One must all the time watch for frostbite, especially in the feet, and thus one have to get of and walk (run).
Siorapaluk, worlds northernmost Siorapaluk [See-o-ra-pa-look], 200 km north of Thule, the World's northernmost settlement, here in light blowing snow, in late april. Here lived a little half a hundred families undisturbed in their old traditions - except from trying to listen to radio by pulling an antenna and hook it to a transistorradio. Then, they at least could listen to - and enjoy - music from Thule Air Base, while more difficult to recieve Greenland Radio from Nuuk, 2000 km to the south. - Racks in foreground are partly for securing fresh meat, but also the sledges, to keep the dogs from feeding by them selves during leasure time, by eating maybe the blood soked wooden sledges or their ties.
broken ice Heavy winds and swells has broken the ice and sent most of the floe out in the open Baffin Bay. The remaining is stranded in ebb tide along with day-fresh icecover. Fortunately, a narrow cornice was left along the coast, just enough to proceed to the Clemens Markham glacier. Here we chose our access to the icecap, since further advance along the coast was impossible at the moment.

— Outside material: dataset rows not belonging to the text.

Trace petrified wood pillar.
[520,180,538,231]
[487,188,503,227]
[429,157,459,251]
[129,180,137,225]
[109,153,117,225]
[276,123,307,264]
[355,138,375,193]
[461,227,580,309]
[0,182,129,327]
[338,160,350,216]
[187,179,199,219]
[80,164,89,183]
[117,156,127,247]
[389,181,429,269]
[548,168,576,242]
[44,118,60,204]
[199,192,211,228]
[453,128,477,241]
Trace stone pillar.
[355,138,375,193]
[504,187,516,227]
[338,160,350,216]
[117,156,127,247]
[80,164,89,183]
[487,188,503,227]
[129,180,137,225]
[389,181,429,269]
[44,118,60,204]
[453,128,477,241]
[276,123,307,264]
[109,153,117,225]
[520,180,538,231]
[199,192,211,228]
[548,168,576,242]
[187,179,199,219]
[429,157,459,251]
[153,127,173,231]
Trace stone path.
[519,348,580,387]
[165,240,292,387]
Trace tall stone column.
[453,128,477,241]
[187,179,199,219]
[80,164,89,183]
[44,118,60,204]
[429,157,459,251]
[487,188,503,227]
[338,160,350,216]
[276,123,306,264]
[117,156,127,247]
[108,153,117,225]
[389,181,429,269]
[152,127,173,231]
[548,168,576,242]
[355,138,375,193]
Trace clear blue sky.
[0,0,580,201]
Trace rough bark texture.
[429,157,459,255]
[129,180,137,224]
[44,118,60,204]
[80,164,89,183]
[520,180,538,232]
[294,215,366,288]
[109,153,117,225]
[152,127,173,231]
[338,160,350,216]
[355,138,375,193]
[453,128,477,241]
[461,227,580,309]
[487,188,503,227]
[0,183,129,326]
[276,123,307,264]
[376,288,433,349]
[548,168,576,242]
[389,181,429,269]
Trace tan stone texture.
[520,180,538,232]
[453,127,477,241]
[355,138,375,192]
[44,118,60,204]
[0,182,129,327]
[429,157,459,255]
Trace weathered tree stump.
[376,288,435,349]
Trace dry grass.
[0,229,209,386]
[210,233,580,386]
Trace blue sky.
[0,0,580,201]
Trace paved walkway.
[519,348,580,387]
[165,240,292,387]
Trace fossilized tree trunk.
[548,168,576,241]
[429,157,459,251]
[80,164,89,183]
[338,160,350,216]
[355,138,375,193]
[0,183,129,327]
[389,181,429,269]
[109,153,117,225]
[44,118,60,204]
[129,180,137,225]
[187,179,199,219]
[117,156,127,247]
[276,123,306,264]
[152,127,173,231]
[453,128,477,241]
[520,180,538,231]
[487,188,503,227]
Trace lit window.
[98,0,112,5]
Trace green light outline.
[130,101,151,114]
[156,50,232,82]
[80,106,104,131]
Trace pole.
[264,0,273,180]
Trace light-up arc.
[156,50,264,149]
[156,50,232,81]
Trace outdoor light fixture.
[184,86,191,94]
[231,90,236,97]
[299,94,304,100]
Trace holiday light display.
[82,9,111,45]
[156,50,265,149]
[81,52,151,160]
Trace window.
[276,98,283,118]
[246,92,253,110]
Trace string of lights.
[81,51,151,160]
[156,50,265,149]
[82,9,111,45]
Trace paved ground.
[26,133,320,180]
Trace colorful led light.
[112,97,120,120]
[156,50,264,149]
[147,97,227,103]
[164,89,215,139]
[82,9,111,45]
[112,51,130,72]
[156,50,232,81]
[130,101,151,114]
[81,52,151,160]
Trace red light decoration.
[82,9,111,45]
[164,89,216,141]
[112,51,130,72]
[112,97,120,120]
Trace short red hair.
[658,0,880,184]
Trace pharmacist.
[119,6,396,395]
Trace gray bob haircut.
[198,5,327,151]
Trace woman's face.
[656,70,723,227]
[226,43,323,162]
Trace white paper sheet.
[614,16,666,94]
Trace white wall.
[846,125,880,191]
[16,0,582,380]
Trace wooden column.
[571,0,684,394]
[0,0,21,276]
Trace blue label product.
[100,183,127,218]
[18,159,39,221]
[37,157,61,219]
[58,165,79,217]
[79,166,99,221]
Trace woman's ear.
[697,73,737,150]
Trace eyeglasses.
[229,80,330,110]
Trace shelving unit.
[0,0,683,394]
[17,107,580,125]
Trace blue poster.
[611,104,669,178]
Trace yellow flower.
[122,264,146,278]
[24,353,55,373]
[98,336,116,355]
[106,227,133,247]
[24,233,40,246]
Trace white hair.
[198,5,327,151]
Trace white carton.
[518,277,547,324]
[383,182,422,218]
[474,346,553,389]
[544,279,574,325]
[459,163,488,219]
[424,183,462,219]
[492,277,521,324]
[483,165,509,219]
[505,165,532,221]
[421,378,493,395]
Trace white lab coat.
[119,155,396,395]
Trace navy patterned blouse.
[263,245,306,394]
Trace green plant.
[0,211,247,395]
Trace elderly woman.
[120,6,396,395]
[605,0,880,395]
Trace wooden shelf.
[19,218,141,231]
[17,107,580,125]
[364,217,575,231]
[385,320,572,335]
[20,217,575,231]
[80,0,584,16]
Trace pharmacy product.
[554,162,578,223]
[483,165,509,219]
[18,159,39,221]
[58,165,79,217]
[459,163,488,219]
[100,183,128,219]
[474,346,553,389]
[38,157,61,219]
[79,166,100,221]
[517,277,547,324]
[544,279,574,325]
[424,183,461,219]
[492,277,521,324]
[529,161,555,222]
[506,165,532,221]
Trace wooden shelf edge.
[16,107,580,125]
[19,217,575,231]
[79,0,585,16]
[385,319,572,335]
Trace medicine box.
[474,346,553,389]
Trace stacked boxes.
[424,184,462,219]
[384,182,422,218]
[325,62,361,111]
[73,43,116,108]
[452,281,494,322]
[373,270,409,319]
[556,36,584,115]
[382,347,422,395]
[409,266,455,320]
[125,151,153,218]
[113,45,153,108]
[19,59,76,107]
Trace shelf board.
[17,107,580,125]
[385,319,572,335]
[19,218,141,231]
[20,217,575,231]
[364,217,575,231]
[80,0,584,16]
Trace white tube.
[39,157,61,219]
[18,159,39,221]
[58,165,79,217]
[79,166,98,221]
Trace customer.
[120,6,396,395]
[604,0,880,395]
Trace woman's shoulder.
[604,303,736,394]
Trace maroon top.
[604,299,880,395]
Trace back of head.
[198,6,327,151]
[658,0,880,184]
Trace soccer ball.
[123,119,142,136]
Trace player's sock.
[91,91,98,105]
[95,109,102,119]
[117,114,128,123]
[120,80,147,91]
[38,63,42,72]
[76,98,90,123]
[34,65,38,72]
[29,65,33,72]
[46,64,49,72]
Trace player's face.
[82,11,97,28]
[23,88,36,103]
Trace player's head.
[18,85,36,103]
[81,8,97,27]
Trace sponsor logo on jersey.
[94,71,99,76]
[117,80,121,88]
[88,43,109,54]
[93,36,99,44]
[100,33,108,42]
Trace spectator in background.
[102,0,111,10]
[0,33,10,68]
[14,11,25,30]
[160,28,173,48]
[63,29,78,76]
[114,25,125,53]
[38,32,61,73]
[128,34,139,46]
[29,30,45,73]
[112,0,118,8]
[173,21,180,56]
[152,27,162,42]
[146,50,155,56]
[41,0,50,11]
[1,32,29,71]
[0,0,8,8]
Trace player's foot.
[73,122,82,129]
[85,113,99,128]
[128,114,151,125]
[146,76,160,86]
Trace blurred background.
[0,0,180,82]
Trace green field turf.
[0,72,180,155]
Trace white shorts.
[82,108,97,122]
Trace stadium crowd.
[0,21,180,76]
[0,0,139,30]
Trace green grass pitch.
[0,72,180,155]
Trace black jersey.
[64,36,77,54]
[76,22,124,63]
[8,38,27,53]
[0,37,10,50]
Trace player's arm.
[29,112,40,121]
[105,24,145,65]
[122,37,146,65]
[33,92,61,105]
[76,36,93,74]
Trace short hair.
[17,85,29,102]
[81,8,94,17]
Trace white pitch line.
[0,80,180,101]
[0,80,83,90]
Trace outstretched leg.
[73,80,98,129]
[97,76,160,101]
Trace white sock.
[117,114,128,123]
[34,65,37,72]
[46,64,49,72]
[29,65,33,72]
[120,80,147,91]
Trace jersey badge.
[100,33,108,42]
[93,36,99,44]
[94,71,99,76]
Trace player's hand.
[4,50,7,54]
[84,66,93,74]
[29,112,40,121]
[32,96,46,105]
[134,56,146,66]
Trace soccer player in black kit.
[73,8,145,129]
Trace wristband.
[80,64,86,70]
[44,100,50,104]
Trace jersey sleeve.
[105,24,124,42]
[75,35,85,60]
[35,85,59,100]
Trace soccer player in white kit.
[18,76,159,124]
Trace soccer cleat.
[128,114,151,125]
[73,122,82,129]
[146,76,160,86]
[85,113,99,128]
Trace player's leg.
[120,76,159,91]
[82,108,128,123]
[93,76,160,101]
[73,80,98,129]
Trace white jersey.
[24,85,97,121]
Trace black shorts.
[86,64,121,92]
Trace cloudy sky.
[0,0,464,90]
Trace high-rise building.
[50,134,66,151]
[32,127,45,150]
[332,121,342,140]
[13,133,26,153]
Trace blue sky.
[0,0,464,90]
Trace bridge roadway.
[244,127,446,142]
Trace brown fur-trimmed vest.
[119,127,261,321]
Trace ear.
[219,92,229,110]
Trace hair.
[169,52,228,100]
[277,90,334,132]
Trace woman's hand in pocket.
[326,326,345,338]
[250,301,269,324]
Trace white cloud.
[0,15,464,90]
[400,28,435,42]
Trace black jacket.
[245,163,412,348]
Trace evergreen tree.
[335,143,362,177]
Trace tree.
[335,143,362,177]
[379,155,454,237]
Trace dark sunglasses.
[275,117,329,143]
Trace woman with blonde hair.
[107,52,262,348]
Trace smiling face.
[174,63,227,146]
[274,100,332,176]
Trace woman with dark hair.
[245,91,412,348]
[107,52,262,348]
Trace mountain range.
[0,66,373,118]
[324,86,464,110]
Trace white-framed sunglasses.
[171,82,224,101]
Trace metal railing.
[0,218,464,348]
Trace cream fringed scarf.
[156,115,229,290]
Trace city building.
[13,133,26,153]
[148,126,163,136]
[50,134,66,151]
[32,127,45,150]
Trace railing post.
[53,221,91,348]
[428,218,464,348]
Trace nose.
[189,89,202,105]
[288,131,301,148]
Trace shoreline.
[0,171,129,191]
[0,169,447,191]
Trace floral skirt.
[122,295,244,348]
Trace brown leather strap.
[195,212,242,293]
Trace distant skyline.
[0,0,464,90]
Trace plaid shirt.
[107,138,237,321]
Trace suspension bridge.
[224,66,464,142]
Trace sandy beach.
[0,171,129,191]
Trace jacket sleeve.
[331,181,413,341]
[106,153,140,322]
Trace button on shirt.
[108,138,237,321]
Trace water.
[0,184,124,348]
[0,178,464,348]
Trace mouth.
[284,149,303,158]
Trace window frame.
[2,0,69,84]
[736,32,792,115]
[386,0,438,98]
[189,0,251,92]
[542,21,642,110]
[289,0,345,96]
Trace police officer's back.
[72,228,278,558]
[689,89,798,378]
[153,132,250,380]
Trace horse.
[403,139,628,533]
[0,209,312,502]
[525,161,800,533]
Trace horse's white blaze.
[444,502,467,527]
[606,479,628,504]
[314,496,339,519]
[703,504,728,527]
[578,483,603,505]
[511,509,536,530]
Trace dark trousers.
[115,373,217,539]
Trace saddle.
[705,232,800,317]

at the icecap At the icecap 300 km north of Thule, midnight, with the Midnight Sun, and snow drift in burning cold below -50 centigrades. The icecap often is an easy short cut, but with its particular elements of danger as the feared crevasses, that may swallow both sledge and dogs into its black deep. Crevasses are at this season usually covered with snow bridges of uncertain strength. - In order to maintain the course here, where the icecap is like an ocean, flat round the horizon, one must keep a steady course over the mostly uniform orientation of the snow drifts.